Para ser un hombre que se sentía protegido por los monstruos, el filme en cuestión parecía causarle los mismos temores que la crisis de los misiles hace cuarenta y cinco años. ¿Piensa que de haber continuado la búsqueda lo habría encontrado? Hace años que he tratado de olvidar esa pregunta, señor Mc Kenzie, por salud mental, usted me entiende, así que no venga a insistir. Observé el monstruo de Frankenstein que se encontraba a sus espaldas, acompañándolo como un fiel guardián. El resto de las criaturas se hallaban dispuestas de forma tal que, de cobrar vida, podrían inutilizar de un salto a un visitante incómodo como yo. La luz que iluminaba el rostro del Hombre Lobo comenzó a fallar, se encendía y apagaba de manera intermitente. Skal abrió un cajón de su escritorio, sacó una bombilla eléctrica y se levantó de la silla. Caminó con lentitud, apoyándose en el bastón. Respiró con dificultad durante todo el trayecto, que debió parecerle un vía crucis. Finalmente cambió la bombilla inservible y el rostro del Hombre Lobo volvió a surgir, amenazador. Debió ser una figuración de mi parte, pero antes de regresar a su lugar me pareció que Skal palmeaba la espalda del monstruo. Luego abrió un cajón en su escritorio, hurgó un poco y volvió a sentarse junto a mí. Edna Tichenor nació en 1901, de padres periodistas, continuó, el mismo año en que su hermana mayor murió, pero eso es probable que ya lo sepa. Lo que pocos saben es que se casó con un mecánico llamado Robert J. Springer en 1919. Cuando Edna y Robert se divorciaron en 1930, ella regresó a vivir con sus padres. Como muchos de su época, su carrera no sobrevivió a la llegada del sonido y después de 1934 desapareció para siempre. Diciendo esto, Skal me entregó un libro y una carta, cuyo matasellos estaba fechado cuatro meses antes. El nombre en el remitente era Emma Philbin Springer. No busque por el apellido Tichenor sino por Springer, así fue como di con la nieta de Edna, afirmó Skal. Ahora, si me disculpa…

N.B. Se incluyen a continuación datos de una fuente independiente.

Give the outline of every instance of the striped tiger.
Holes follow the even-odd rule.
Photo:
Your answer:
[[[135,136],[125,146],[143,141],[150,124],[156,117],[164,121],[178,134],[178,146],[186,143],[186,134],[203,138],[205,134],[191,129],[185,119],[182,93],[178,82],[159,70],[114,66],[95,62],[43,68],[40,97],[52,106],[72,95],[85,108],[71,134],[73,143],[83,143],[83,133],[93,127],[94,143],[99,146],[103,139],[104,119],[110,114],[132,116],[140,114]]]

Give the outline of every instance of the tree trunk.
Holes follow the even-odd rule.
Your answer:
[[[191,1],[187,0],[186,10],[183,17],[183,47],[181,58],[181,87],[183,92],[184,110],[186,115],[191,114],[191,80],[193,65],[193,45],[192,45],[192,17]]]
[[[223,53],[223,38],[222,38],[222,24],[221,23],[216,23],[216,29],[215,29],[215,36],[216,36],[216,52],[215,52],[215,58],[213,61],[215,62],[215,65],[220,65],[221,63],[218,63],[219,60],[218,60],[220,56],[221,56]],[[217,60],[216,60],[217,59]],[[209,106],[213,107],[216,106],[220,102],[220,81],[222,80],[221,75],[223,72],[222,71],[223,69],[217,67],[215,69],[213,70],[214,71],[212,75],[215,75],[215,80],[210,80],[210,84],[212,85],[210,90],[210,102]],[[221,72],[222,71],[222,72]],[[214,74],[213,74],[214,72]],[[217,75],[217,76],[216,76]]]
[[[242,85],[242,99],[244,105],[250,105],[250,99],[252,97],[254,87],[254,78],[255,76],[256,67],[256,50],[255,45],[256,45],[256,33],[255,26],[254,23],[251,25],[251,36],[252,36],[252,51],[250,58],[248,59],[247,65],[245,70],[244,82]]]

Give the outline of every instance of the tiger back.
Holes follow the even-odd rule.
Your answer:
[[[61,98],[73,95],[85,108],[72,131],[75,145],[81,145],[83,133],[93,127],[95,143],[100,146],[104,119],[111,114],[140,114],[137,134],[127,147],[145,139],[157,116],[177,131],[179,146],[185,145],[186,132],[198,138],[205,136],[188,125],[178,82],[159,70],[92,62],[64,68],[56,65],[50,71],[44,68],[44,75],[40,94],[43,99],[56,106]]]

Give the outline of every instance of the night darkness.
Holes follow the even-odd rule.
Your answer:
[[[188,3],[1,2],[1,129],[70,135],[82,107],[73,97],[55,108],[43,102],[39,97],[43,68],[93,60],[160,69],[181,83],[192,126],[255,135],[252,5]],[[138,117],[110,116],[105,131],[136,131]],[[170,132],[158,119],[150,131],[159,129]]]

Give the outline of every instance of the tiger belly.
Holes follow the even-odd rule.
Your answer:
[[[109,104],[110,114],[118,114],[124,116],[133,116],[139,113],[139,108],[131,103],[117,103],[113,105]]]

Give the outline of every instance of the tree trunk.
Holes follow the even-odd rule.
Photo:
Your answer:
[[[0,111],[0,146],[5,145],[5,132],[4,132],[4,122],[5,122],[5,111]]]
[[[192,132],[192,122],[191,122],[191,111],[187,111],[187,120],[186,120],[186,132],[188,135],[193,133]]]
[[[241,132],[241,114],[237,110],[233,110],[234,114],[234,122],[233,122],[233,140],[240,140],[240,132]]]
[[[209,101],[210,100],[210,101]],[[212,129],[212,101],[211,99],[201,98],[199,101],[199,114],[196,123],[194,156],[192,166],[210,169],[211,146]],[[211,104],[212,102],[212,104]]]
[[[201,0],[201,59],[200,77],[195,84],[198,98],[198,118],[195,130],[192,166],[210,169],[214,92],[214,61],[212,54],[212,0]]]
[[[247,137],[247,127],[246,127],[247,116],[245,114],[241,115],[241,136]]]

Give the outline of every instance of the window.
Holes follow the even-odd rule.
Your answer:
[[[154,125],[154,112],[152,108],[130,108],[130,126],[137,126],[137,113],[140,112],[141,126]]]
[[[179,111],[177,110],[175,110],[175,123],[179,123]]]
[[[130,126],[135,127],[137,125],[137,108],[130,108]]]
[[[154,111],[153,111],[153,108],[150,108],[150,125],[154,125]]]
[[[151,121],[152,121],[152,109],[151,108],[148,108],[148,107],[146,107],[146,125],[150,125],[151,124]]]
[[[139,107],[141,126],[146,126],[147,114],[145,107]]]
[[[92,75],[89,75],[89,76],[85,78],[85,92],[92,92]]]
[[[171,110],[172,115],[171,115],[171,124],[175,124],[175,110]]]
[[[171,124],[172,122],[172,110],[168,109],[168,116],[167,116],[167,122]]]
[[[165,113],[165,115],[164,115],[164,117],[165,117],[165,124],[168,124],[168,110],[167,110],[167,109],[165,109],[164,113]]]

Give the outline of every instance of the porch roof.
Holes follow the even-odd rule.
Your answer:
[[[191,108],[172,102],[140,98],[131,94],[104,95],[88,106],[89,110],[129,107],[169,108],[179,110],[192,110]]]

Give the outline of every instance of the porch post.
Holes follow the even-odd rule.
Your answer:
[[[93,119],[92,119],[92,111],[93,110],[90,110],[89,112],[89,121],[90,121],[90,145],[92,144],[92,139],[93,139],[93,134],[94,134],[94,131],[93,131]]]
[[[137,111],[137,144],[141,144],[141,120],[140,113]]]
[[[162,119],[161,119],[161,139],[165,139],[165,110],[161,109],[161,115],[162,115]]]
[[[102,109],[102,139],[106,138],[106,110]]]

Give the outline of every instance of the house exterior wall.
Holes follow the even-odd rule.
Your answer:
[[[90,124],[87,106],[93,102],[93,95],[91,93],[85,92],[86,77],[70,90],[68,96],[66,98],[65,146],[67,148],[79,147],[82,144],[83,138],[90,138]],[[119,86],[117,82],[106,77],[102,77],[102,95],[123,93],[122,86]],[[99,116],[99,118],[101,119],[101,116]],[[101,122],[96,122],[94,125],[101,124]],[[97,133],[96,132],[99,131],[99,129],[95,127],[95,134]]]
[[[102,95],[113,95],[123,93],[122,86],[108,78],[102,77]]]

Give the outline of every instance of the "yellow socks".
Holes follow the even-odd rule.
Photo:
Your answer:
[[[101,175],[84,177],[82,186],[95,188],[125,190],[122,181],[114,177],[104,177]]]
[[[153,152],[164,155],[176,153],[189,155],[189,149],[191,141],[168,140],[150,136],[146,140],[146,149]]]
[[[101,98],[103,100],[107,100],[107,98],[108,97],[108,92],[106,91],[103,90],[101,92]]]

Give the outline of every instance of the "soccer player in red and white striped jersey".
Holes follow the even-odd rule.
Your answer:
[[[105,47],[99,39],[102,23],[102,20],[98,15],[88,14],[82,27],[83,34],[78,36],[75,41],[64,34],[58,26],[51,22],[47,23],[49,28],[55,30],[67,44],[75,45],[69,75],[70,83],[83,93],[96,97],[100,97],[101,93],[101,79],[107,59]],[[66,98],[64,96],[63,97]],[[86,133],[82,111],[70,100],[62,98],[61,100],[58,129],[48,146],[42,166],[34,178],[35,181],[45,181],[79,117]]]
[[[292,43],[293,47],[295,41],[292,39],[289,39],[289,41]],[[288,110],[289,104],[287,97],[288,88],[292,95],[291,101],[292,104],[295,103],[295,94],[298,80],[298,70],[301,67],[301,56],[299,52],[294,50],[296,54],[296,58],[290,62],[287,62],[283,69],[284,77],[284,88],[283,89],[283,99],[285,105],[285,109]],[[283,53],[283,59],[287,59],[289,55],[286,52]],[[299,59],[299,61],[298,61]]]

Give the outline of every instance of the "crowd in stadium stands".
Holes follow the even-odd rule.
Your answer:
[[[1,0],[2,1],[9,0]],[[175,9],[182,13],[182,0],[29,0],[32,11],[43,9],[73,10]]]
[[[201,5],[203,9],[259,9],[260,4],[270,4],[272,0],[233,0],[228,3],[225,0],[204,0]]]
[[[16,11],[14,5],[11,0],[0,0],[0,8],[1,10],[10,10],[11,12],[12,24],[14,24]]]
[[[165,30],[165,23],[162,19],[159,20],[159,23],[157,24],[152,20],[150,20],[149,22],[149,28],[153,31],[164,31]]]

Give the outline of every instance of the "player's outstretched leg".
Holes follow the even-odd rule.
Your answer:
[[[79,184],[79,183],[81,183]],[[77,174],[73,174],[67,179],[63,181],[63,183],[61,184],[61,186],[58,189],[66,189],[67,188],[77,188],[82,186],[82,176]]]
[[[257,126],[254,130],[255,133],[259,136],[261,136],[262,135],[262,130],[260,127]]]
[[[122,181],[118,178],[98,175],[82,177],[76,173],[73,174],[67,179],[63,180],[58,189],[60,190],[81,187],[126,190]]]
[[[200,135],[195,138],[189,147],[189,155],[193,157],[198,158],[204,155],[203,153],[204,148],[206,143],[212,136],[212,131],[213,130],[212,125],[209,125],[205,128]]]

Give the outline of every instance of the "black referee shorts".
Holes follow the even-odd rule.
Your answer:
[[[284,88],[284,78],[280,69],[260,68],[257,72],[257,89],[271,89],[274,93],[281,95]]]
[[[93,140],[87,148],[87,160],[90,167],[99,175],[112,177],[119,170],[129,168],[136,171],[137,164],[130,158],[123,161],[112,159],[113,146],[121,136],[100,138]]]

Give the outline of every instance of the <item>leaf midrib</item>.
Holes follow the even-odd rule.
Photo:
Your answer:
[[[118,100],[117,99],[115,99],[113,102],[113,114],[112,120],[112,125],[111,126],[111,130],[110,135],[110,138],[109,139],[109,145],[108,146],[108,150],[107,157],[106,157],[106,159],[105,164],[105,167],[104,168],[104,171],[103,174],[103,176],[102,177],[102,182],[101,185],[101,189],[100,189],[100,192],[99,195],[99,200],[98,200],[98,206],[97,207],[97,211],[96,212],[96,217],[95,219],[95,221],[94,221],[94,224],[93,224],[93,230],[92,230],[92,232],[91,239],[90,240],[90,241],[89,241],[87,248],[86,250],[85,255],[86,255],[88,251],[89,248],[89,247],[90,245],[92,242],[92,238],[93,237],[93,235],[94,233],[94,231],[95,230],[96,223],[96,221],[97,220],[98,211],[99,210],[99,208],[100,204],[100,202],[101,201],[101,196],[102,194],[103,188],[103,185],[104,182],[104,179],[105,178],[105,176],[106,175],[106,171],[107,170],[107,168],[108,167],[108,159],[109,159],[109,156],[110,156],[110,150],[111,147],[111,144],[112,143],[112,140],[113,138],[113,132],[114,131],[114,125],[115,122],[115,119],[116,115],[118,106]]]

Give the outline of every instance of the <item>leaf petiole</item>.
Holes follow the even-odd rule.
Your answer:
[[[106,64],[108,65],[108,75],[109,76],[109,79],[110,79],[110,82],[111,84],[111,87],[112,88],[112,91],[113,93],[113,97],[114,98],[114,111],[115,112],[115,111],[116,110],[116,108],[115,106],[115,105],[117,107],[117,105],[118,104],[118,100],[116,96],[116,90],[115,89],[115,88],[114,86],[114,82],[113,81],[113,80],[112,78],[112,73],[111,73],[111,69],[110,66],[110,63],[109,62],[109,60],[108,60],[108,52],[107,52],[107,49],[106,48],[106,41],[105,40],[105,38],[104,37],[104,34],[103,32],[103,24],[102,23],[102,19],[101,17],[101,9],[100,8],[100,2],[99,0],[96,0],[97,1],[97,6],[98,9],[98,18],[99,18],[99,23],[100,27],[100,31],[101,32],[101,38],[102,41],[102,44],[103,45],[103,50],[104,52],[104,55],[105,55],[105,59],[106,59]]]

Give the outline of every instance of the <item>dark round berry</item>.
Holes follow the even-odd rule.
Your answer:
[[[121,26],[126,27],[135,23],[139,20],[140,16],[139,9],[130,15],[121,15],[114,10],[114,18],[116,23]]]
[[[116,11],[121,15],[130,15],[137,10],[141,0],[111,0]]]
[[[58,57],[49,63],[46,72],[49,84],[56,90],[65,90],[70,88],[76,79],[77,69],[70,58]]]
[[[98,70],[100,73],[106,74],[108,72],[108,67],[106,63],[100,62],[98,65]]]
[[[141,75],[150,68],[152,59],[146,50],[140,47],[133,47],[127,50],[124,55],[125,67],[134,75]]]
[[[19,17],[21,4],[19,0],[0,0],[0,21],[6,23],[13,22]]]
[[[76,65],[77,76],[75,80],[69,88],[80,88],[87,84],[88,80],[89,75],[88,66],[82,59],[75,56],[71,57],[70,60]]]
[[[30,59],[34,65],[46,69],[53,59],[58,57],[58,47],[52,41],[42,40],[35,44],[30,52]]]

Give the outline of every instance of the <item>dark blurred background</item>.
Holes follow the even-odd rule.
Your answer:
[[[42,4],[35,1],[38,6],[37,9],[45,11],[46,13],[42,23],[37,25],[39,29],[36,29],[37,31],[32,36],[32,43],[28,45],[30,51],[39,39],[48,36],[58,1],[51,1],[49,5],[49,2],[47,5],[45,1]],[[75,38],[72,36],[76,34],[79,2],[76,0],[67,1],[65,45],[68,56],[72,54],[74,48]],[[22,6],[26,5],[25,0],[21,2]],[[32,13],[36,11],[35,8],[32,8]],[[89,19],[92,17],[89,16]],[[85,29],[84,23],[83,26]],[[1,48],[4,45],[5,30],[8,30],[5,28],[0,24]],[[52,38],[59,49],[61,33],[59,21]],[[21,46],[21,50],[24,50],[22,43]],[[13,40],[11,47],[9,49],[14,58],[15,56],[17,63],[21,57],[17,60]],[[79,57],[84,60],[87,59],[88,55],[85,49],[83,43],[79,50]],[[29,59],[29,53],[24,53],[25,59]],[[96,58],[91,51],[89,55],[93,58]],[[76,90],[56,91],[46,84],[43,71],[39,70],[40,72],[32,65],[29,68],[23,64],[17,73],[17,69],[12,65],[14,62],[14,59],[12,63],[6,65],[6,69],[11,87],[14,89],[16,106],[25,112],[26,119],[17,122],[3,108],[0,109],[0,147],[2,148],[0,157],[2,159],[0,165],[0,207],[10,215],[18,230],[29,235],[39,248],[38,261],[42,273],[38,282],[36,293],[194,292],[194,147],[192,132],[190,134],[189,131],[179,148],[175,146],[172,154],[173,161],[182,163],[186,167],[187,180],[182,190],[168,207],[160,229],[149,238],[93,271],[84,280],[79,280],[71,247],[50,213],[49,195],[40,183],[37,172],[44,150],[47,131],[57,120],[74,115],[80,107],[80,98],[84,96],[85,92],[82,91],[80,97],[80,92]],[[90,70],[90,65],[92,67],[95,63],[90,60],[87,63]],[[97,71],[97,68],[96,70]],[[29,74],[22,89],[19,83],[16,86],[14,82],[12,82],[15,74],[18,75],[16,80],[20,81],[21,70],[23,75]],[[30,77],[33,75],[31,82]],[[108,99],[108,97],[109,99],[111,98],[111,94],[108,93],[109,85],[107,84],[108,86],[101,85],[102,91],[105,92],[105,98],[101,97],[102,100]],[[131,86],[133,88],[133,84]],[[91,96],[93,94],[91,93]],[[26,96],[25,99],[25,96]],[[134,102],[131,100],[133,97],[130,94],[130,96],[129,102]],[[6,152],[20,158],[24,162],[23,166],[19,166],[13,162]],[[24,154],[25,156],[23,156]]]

Mientras trataba de agradecer el tiempo que me dedicó, Skal me acompañó al pasillo y esperó hasta que llegara el elevador. Dentro había un repartidor de pizzas que lucía apresurado. Entré. Sube, ¿verdad?, preguntó. Antes de que las puertas se cerraran, Skal comentó: Seis de las únicas nueve películas en que ella tomó parte fueron para la MGM, y cuatro de ellas con Tod Browning como director. Es muy probable que al margen de la inesperada muerte de Lon Chaney y las disputas entre la MGM y la Universal, tanto él como Edna Tichenor hubieran protagonizado Drácula, en lugar de Bela Lugosi y Helen Chandler. ¿Se imagina? La versión que conocemos hubiera sido completamente distinta… ¿Tantas posibilidades tenía Edna? Skal asintió: recuerde el aspecto de las mujeres que intentan seducir a Harker en la primera versión de Drácula, son todas idénticas a las fotos que se conservan de Tichenor, tal como apareció en, bueno, ya sabe a qué filme me refiero. El repartidor de pizzas miró su reloj, seguramente la garantía de entrega estaba por expirar. Las puertas comenzaron a cerrarse pero lo impedí colocando mi mano sobre el haz de luz. ¿La visitó personalmente?, le pregunté. El repartidor me miró con molestia, el olor a pepperoni invadió el elevador. No, obtener el permiso para reproducir la foto fue más que suficiente, no quiero tener ningún contacto con ese filme. Por quinta vez, Skal omitió decir el nombre de la película. Aparté la mano del sensor electrónico y las puertas se cerraron. El elevador ascendió por varios segundos hasta detenerse. Un par de pisos después, al ver camino libre, el repartidor corrió por el pasillo. Entretanto, Skal debió entrar a su departamento, deslizar con prisa el pasador doble, poner la cadena y regresar a la segura protección que sus monstruos le ofrecían. Un instante después, en algún departamento del piso ocho, una pizza de pepperoni fue entregada.